Getting unstuck: settling a
sister-in-law's estate

The people we have dealt with have been incredibly professional, helpful, and kind.
Barbara Bourque

When Barbara Bourque's sister-in-law passed away, she and her husband Stephen didn't expect estate settlement to be easy. But they thought they could handle it themselves—until they couldn't. Their sister-in-law had lived in Michigan, had no children, and had moved around in her final years, which meant no one was sure which probate court even applied to her estate. Barbara and Stephen pulled up the court website and ran into form after form with no guidance on which ones were relevant.

They tried to navigate probate themselves but it was too confusing and stressful.
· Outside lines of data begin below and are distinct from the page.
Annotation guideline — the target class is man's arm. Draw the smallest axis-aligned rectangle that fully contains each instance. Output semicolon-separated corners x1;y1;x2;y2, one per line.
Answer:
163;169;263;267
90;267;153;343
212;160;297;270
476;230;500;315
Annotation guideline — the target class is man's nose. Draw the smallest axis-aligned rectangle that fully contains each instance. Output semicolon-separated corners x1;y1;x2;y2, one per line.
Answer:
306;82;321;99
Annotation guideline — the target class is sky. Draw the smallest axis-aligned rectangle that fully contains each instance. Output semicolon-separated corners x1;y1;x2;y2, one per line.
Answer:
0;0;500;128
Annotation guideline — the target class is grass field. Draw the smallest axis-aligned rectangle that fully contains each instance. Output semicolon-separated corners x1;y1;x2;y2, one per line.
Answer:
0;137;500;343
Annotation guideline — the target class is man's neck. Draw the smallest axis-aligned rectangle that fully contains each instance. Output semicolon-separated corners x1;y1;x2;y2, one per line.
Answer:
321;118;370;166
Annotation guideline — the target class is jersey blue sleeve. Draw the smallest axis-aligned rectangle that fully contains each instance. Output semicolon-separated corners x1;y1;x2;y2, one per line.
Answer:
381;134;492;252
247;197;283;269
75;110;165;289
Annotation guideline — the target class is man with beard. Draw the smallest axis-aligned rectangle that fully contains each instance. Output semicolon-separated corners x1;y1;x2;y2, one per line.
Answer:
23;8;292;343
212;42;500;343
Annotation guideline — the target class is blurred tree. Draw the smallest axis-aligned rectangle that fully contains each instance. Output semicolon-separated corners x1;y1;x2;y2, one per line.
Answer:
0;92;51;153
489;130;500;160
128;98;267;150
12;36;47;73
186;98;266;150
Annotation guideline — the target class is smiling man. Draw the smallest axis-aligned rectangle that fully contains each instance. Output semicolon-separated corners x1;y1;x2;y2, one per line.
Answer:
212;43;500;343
A financial advisor they'd worked with had recently seen a presentation about Alix and mentioned it to them. They made the call. That first conversation was enough to move them forward. An Alix Settlement Specialist explained the fee structure, and shared that the Alix Legal Team had advised the estate required full probate—not a simplified small estate administration. It was exactly the kind of determination Barbara and Stephen hadn't been able to make on their own.

Barbara and Stephen live far from where the estate was being administered, and Stephen's health made travel difficult. The estate still required navigating full probate, dealing with the bank, coordinating with family members, and waiting on a court system that moves at its own pace. Alix filed the paperwork, identified what was needed at each step, and kept the process moving.

There were 14 courts. We weren't sure which one pertained because she passed in a nursing home. There were a million forms. We didn't know where to start.

Barbara had assumed a modest, uncomplicated estate would resolve relatively quickly. It didn't. The process took well over a year, with stretches of waiting tied to court timelines, inventory filings, and debt notifications—each with its own requirements and pace.

Her advice to anyone starting out: expect 12 to 18 months, even for an estate without property.

THE RESULTS

An estate that was stalled, now
moving toward the finish line

Barbara and Stephen started out unable to figure out which court to file with. They ended up with a team that figured it out for them, filed the right paperwork, and guided them through a process they couldn't have navigated alone.

The estate isn't closed yet, but it's on track. "Alix is wonderful," she said. "It's really been an invaluable service and I would go with it again."